A dead battery results in an alert. The same if the convict somehow removes the device.
“In our experience so far, they (the inmates) have called us or tried to call us to justify themselves,” said Delgado. Nevertheless, a judge is notified and who will decide if action is warranted, explained the official.
Back to Katherine.
She writes that in the 92 hours she wore the device it sent an alert on a couple of occasions, once when in Escazu and the other in La Sabana.
However, it did not when she visited several parks in Alajuela (outside the authorized area).
Delgado explained that they have been in contact with the Empresa de Servicios Públicos de Heredia (ESPH), the Heredia utility that has the contract for the project.
During the test, the reporter said she was followed by a pair of municipal police officials in Alajuela centre. They did not approach her; they just kept their eyes on her. Their attitude made her presence even more noticeable to passers-by, who seemed to react with fear.

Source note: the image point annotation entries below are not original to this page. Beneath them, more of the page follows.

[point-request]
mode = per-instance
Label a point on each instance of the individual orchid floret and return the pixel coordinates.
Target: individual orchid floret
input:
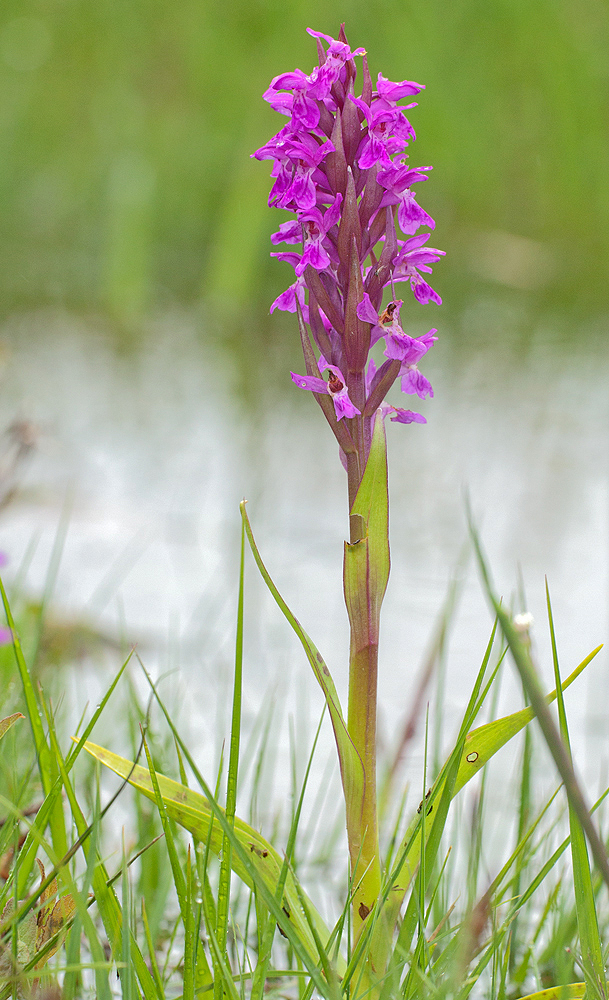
(408, 350)
(337, 54)
(400, 416)
(388, 133)
(412, 258)
(287, 300)
(388, 320)
(335, 387)
(414, 383)
(392, 92)
(318, 251)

Delgado explained that the Fuerza Publica has been trained so that they know how to react in the presence of an inmate with an ankle bracelet.
“The inmates are seen as normal citizens with a particular legal status. Just because you walk around with an ankle bracelet does not mean you a threat to society,” said Delgado.

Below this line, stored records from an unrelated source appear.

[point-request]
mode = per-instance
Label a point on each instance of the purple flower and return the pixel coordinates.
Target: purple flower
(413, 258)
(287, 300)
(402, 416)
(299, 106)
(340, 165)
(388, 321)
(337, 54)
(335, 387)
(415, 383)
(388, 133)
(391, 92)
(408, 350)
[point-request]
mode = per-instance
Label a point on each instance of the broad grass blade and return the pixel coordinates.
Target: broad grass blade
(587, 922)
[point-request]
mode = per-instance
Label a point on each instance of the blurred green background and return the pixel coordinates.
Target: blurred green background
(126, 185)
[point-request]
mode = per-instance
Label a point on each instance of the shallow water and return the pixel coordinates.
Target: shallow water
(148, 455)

The official stressed that before a convict enters the program he or she is vetted by a judge, who verifies that their sentence is not more than six years, and that they have not committed as serious crime(s).
Delgado added that, since the device does not emit a sound (only vibrates) during an alert, the police can verify if the person is being actively monitored by calling a special lien 800-ENLACEM. The number is monitored 24 hours a day.